In the case of the construction machinery industry, the accounting bent in us also noted how the sellers of these machines have not recorded these vendor financing activities on the balance sheet and do not have proper bad debt provisions on the corresponding ballooning off-balance-sheet receivables despite the fact that banks require them to guarantee loan/lease payments in the event of customer defaults. These off-balance sheet receivables, estimated to be connected to around 30% of total sales in the industry, should be treated as debt on the liability side since it is the same as the machinery companies incurring a debt and then selling the machines to customers on credit. The cashflow from operations that come from this vendor financing activity should be re-categorised as cashflow from financing, which would turn most of these companies to be running negative cashflow positions in the last four years.
Since the loss amount on a loan default is the difference between the outstanding loan and the residual value of the machine that can be salvaged, and most of the financing consider the equipment as collateral, the second-hand market is important in understanding the scope of loss. In North America, the fair market value (FMV), orderly value (OLV) and forced liquidation value (FLV) of used equipment were around 75%, 64% and 54% of the equipment costs, respectively, generally in line with the write-off ratio of 40% on average.
The second-hand machine market in China, however, is much less mature than that in the developed countries. Domestic machinery manufacturers‟ single-minded focus on new machine sales and lack of refurbishing capabilities also hurt the value of second-hand machines. Most machines can only be sold at around 30-40% of the original price when they are three year-old.
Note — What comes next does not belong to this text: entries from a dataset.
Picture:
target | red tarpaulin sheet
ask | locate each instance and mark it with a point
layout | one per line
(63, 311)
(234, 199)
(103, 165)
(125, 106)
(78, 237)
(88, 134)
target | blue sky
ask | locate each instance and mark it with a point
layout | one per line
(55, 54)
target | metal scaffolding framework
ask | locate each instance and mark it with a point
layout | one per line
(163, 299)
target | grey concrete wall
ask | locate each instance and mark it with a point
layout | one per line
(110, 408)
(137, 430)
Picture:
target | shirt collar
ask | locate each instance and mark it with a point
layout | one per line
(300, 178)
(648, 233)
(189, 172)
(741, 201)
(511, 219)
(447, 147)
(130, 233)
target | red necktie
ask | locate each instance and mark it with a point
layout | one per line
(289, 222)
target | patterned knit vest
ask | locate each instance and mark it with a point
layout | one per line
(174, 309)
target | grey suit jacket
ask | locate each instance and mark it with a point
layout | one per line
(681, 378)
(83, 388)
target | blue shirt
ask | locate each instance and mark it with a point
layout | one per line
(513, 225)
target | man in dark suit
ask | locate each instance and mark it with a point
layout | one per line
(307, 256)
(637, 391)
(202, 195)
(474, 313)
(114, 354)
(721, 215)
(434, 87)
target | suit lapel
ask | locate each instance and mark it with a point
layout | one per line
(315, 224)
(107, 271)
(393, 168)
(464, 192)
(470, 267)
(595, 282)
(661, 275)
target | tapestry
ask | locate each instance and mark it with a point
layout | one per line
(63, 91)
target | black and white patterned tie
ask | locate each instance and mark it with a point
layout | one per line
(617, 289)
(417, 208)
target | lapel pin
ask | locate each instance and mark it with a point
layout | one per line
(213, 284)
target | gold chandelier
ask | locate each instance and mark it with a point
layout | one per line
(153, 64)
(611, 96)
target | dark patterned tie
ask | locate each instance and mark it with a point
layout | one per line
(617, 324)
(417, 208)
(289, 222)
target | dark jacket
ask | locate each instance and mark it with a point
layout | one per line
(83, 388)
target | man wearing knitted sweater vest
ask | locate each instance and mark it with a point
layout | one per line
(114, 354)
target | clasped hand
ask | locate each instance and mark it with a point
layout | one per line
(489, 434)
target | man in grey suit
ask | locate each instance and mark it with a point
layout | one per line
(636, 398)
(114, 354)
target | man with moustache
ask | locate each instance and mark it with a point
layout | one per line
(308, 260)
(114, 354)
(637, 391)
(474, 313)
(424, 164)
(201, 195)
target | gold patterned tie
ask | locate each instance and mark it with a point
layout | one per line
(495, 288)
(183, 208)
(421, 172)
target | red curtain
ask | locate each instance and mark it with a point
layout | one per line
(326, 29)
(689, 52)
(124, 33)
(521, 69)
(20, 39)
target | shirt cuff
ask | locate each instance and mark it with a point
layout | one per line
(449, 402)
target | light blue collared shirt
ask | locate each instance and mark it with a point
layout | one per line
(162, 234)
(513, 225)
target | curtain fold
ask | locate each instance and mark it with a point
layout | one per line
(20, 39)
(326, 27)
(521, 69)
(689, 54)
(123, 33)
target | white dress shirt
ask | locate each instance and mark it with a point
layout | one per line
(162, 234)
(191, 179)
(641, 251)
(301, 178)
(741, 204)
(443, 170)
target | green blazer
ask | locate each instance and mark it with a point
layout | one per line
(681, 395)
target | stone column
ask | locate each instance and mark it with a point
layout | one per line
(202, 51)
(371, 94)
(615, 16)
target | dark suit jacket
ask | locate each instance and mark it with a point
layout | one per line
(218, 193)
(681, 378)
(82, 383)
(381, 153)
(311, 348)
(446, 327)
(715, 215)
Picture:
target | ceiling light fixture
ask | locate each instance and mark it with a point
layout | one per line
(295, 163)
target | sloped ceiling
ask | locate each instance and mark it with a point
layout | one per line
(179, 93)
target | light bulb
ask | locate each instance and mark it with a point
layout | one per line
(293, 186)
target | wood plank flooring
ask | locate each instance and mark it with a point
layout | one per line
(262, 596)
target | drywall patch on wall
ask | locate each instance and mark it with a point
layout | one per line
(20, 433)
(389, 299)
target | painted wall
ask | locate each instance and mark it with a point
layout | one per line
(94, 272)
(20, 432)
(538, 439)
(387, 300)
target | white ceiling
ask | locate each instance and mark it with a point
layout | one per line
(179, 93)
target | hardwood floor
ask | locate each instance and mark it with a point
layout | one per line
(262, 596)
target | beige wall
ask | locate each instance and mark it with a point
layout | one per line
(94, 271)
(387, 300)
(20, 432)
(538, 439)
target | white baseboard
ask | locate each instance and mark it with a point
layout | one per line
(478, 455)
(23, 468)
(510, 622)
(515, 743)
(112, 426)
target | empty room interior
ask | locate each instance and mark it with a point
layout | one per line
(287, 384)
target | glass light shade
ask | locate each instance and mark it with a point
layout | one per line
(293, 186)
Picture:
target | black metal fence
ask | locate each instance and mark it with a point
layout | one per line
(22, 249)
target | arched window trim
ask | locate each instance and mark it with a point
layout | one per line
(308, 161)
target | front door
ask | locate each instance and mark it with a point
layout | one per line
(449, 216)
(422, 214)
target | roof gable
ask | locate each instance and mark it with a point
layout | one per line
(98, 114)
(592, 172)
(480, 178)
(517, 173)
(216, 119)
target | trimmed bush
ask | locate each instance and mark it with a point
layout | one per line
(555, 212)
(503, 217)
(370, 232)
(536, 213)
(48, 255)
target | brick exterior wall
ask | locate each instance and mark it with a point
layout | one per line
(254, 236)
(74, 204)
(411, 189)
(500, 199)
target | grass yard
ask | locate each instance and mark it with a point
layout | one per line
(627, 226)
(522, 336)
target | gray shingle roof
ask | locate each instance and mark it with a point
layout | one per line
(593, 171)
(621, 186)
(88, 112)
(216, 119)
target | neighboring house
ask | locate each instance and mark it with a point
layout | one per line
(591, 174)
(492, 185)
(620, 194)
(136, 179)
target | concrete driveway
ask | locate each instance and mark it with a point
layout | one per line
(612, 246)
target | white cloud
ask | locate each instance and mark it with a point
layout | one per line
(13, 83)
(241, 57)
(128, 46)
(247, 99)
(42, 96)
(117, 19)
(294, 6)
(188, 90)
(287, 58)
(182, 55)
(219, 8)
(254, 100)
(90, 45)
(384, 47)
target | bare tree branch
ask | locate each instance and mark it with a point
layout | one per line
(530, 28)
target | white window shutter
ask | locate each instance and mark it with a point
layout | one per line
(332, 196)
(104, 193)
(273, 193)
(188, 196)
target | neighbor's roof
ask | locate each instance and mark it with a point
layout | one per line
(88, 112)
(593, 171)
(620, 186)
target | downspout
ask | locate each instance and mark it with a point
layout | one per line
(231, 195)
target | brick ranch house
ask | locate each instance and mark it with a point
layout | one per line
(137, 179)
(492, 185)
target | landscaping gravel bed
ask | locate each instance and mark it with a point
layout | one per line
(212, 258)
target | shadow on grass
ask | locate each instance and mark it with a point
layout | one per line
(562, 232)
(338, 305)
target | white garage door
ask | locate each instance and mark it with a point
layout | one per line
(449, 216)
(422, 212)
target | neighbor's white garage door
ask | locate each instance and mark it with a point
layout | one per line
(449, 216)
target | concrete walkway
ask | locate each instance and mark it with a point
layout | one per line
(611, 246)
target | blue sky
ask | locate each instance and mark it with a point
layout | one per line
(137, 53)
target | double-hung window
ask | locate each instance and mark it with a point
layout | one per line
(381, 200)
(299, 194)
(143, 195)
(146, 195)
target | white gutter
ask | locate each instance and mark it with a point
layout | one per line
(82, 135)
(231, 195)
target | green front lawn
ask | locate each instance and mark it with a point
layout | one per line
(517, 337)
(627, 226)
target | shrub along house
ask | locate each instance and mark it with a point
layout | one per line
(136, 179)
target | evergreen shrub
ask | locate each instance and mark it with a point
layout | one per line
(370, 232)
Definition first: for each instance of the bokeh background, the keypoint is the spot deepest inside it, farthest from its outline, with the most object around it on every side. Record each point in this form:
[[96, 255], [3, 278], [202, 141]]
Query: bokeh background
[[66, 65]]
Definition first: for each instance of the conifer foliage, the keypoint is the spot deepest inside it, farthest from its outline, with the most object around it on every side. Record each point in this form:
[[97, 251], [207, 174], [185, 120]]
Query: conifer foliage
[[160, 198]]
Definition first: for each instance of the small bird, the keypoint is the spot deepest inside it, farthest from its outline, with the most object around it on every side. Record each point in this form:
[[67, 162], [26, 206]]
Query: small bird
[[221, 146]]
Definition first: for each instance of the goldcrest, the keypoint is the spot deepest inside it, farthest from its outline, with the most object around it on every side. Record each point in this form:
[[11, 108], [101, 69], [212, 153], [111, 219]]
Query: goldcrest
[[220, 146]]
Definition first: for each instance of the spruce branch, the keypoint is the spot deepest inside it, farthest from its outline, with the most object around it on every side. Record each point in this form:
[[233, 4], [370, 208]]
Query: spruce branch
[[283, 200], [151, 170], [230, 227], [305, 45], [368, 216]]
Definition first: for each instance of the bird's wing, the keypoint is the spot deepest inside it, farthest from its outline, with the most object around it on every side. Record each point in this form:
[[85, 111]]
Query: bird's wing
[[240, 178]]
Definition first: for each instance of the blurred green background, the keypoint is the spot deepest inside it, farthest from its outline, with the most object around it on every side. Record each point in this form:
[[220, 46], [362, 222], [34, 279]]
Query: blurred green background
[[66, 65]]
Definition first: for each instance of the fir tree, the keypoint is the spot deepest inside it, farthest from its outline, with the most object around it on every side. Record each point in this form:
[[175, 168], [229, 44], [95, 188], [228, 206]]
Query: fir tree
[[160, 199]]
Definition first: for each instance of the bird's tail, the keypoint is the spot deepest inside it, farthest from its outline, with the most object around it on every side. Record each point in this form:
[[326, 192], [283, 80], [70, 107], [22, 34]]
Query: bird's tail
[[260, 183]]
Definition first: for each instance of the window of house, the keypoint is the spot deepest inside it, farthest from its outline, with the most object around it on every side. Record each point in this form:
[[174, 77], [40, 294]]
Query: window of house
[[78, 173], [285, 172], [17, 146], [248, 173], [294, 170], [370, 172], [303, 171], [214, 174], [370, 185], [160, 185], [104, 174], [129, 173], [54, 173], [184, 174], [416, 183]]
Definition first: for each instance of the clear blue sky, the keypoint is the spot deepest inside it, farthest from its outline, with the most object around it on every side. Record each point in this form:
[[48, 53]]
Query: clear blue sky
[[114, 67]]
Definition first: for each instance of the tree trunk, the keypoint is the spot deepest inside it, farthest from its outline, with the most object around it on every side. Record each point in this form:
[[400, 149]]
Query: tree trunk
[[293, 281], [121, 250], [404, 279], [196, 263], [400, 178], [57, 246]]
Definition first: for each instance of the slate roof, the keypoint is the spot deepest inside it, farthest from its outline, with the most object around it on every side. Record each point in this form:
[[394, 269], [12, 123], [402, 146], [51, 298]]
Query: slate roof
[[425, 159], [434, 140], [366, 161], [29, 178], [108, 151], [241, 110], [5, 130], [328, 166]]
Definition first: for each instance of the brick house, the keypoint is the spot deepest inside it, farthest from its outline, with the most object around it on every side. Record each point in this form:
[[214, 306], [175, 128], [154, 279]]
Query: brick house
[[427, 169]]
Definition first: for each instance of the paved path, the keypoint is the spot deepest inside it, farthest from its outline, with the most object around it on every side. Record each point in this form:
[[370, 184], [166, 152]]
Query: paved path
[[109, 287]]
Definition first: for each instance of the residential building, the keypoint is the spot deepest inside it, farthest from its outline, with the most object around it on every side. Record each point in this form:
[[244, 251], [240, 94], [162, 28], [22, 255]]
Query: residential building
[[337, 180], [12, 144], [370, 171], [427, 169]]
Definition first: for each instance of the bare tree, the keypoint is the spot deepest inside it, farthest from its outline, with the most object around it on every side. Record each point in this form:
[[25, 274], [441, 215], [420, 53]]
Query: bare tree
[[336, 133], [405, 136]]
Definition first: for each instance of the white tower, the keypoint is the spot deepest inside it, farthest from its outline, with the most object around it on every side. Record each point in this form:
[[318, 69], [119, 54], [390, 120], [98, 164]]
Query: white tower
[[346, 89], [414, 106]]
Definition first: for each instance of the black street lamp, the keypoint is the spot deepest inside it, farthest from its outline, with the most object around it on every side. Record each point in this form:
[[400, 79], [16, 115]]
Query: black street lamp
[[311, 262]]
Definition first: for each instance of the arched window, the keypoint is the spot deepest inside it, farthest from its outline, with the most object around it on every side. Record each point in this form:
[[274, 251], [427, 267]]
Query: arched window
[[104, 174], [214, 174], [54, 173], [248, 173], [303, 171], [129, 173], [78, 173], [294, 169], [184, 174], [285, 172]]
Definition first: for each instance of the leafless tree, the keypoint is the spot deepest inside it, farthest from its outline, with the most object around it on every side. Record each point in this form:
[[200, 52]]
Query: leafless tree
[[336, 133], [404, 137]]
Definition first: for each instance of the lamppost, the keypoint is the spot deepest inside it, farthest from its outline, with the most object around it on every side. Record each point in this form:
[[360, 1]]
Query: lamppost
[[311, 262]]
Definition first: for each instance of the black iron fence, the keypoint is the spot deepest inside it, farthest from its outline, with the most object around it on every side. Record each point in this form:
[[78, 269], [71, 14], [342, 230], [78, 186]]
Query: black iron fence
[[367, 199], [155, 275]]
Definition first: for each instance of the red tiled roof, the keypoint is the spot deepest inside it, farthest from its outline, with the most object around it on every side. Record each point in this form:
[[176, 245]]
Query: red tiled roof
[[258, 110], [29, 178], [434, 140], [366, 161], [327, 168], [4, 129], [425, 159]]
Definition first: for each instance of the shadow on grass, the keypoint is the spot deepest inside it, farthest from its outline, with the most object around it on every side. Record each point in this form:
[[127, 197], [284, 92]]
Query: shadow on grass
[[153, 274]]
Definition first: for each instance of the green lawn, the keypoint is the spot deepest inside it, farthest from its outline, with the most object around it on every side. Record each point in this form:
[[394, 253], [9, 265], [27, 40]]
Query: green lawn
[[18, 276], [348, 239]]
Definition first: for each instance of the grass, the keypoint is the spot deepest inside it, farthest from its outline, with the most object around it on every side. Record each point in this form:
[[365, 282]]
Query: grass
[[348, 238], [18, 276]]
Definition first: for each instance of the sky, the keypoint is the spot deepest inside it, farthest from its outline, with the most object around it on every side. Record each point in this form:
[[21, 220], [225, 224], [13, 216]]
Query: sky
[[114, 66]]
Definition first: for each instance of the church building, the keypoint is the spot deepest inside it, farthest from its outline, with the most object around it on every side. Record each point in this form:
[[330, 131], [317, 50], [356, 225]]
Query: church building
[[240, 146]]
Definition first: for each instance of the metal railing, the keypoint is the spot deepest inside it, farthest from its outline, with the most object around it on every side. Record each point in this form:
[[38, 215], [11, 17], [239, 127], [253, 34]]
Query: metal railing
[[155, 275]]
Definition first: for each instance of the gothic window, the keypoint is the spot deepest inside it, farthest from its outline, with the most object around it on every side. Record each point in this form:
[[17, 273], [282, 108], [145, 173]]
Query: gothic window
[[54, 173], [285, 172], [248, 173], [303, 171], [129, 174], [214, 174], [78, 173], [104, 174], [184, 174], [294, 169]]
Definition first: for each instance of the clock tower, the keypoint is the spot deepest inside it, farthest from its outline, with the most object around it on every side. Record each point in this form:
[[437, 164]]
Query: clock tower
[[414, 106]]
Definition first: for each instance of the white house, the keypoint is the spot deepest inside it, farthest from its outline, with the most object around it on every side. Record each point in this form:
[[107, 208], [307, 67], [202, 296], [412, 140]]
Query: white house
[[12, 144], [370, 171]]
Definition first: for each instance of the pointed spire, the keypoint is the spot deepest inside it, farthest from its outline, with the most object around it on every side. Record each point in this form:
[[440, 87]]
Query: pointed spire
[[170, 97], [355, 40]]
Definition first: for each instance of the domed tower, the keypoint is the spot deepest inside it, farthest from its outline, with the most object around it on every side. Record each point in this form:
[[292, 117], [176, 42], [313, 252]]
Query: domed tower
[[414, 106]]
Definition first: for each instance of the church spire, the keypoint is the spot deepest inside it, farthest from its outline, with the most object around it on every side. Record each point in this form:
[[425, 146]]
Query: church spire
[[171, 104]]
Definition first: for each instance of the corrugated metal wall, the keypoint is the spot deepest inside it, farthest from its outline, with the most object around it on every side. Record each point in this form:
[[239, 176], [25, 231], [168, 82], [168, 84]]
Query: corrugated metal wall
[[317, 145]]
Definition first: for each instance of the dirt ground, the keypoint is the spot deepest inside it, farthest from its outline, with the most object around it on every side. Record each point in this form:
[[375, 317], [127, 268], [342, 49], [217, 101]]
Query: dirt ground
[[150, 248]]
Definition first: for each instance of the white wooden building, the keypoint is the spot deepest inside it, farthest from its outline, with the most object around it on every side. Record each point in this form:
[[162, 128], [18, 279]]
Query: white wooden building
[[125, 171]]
Yet, the loss rate of these receivables reported at the machinery companies are less than 1%, much lower than the 40% write-off ratio on average at say Caterpillar’s financing receivables.
It is likely that many repossessed machines were sold internally within the company and became part of its operating lease fleet, consequently hiding the net impact on P&L. It is now very prevalent for dealers to give their customer cash advance to avoid towing back of equipment and reflected in the default rate for the machinery companies. We are cautious whenever we hear from bullish analysts and promoters about how machinery and cyclical companies are “cheap” on a price-to-book historical valuation basis.